What wonderful words, inspiring words, indeed to which meaning and life must be given in the forging and development of our political system. These words are all the more valuable because every single Guyanese agreed and accepted them. These are not PNC words, nor PPP words. They are words which emanated from a sincere collective process which resulted in our first genuine Guyanese Constitution. The Indepen-dence Constitution was an imposition by our colonial masters; and the 1980 Constitution, an authoritarian imposition by Burnham's PNC.
But our new Constitution of 2001 [legalistically a revision of the one of 1980] was a complex collage of compromises coming from the widest participation.
This is why it must be allowed to be worth more than the paper it is written on. Practical meaning must be given to the letter and spirit of its words. Sincere interpretations must be plucked out from these larger principles, to effectuate a political architecture and a machinery that will smoothly run. When our governance system provides no specific or directly cognizable practice or precedent to guide us, we must fall back on these words in the Constitution to find a just, acceptable solution.

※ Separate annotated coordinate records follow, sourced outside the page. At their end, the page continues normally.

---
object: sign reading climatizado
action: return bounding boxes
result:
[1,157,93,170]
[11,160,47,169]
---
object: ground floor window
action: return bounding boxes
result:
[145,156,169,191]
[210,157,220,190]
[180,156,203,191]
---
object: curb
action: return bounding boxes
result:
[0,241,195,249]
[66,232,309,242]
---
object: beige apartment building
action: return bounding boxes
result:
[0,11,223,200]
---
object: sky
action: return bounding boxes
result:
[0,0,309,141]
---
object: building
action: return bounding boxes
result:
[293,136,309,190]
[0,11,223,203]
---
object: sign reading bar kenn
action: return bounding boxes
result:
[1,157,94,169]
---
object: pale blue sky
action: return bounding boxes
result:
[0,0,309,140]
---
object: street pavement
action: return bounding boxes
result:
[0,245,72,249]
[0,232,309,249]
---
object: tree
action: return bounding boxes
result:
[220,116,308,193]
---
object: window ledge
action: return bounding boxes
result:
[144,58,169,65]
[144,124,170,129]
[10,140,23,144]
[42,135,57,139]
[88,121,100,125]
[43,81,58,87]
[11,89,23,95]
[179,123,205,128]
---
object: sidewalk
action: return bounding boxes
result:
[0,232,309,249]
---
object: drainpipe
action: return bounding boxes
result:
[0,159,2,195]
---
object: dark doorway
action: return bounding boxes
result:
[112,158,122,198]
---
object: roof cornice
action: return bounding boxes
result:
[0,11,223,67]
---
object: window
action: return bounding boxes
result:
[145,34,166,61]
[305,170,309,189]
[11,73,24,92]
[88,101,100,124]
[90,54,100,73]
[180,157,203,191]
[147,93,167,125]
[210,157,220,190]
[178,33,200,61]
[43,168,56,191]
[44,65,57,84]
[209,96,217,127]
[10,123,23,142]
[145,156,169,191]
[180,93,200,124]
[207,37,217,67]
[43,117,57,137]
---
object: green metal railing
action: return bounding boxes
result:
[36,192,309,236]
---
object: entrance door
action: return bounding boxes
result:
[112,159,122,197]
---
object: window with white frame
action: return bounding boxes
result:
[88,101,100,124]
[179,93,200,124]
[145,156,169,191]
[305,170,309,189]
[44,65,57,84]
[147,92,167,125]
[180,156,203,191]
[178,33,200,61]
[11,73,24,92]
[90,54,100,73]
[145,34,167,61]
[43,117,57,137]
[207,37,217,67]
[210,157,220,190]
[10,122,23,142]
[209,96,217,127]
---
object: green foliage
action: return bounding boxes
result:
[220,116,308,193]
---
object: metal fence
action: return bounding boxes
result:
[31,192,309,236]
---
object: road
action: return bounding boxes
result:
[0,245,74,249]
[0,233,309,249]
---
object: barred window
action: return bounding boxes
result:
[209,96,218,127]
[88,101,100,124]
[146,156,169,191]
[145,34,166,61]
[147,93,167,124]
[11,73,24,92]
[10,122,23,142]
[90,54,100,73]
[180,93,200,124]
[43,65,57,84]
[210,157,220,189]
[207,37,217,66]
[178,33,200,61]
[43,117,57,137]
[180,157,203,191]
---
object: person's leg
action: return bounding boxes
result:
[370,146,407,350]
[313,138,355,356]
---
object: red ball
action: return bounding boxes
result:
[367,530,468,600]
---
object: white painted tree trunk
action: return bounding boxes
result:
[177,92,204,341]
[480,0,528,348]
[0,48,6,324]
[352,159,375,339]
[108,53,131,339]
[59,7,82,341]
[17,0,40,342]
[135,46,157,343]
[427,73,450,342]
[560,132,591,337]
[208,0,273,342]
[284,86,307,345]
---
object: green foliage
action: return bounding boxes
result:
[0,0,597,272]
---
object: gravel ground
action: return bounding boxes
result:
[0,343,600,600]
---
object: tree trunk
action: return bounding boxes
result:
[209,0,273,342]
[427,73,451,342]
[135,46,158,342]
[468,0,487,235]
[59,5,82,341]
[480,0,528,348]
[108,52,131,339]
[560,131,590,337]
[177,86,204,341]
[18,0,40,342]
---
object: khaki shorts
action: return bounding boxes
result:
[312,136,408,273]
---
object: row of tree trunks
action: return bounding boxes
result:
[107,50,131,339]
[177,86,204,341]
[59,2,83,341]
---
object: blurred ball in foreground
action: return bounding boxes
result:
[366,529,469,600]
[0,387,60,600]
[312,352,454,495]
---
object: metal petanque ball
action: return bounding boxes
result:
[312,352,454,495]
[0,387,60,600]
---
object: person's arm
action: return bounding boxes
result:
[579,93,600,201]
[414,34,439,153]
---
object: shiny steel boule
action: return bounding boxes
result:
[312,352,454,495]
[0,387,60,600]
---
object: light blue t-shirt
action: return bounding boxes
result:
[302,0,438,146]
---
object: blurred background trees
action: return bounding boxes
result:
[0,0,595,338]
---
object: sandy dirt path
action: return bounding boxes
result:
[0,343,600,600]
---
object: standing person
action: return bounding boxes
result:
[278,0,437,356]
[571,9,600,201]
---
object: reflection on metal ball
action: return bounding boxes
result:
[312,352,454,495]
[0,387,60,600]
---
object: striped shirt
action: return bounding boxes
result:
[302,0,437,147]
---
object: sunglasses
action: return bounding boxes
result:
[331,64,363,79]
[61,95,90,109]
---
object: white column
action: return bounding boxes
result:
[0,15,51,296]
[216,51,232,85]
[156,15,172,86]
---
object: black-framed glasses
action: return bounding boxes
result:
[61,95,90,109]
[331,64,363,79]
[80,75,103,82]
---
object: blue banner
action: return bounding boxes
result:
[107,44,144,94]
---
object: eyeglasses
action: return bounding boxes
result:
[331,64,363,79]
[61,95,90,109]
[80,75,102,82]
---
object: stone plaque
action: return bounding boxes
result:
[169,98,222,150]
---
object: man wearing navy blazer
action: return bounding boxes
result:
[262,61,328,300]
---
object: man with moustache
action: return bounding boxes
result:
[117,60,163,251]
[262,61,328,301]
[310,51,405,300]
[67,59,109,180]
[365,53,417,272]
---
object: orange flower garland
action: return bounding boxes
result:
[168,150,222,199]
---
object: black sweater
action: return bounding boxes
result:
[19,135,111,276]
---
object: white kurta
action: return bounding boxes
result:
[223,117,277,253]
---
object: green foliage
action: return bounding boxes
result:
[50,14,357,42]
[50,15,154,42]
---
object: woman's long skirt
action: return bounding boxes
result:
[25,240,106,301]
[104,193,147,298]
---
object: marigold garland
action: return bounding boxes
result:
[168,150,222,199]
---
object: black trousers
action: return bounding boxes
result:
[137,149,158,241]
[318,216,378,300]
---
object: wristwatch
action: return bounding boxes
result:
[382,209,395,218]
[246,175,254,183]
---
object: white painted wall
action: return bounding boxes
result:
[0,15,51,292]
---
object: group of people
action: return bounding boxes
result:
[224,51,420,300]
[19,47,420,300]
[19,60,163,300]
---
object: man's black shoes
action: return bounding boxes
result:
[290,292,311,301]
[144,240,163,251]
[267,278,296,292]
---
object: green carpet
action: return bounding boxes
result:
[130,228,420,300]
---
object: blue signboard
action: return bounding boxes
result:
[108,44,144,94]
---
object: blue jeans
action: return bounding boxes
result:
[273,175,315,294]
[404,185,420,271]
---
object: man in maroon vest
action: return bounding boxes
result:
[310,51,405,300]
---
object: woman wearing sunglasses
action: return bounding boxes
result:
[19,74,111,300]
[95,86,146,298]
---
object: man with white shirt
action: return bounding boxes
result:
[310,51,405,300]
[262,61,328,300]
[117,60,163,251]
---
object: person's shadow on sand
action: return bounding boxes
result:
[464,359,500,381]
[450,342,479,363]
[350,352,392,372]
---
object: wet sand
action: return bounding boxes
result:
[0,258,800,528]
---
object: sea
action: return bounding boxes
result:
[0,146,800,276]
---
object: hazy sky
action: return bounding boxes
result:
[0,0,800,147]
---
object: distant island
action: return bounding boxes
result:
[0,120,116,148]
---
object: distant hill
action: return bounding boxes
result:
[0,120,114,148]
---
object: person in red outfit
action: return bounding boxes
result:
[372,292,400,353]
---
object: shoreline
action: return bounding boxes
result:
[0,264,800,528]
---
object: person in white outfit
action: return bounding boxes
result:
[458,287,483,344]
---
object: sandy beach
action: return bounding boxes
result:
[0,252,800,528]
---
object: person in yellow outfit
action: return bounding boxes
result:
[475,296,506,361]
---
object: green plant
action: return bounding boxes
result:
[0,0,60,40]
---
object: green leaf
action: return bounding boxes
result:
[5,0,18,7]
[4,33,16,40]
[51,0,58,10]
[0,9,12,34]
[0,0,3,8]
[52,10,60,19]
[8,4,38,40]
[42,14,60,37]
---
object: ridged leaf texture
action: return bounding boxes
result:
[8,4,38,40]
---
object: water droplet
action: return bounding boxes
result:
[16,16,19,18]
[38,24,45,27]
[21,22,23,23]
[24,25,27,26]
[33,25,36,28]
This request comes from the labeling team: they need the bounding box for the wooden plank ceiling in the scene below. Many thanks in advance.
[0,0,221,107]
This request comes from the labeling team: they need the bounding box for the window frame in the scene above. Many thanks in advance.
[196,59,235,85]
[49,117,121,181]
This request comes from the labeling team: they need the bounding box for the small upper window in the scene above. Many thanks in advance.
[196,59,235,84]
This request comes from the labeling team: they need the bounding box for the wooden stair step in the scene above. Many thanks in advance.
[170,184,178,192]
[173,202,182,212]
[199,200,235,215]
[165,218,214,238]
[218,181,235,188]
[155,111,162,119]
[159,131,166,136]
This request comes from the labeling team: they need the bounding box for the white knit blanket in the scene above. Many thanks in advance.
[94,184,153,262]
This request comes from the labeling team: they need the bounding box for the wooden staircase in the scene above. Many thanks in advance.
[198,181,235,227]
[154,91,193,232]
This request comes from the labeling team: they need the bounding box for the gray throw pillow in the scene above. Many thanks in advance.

The developed democracies know it as constitutional conventions and I can simplify this concept no further than explaining that it is "ways of going about things".
The usage and actual practising at the highest levels of these conventions and practices will ensure courtesy, civility, even magnanimity to flower in our politics. They oil the political machinery; they avoid creaking and friction which always grind to a halt this machinery.
Without any doubt, what the Commissioners said then, and what the Preamble and Article 13 of the Constitution spoke to, were exactly what ought to have beckoned our President to consult on the range and diversity of issues surrounding the inquiry now to be held on the death squad allegations.
Just think of it, what would have been the kudos coming his way today. What a distinguished precedent to have set. What a Statesman he would have been! But lo and behold an immaturity persists. This will do no one any good.
What is aggravating is the proposition that there is no conditionality or pre-requirement to consult the stakeholders about anything about this inquiry. This is indeed so, legally. But good governance requires that this be done as a convention, as a better way of doing things, as exhibiting the forging of "concerted effort and broad-based participation", "reconciliation and co-operation". Did these words in our Constitution not mean anything to anybody in Government?
There are no statutory or legally binding attributes to the dialogue-process between the President and the Oppo-sition Leader. Yet they met and discussed; consulted with each other. Why? Because benefits were and are to be had from such a process. I still believe strongly that all these discussions and consultations should be in the Parliament; but I can live with them talking privately - it is a signal advance.
All this glib talk that consultation was not required or did not matter on such a grave matter of national importance is smothered by His Excellency's own utterances when he pointed out that he tried getting on to the Opposition Leader through the phone, but failed. Our leaders must do well to remember that there is matter in manner. And although this procedural impairment of not consulting should never lead to the negation of the substantive enquiry, our leaders must conduct the State's affairs to avoid these retrograde developments.
I wish to make a final point. We must show some creativity and imagination. We must explore the difficult probabilities, confront the hard questions, even if not being able to find solutions. We must not set standards on the basis of what used to occur under the previous administration, utilizing the silly argument, especially on important issues like these, that since the PNC never use to consult why must the PPP?
Our standard in politics must be nobler and more honourable than what used to be. We must set Cheddi's standards by asking the question: What would Cheddi have done? And whenever circumstances so emerge and demand, set higher and higher standards still!
This was such a circumstance. Our President faltered. But the situation is not beyond redemption. He can pick himself up and deliver a knockout punch simply by restarting the whole process.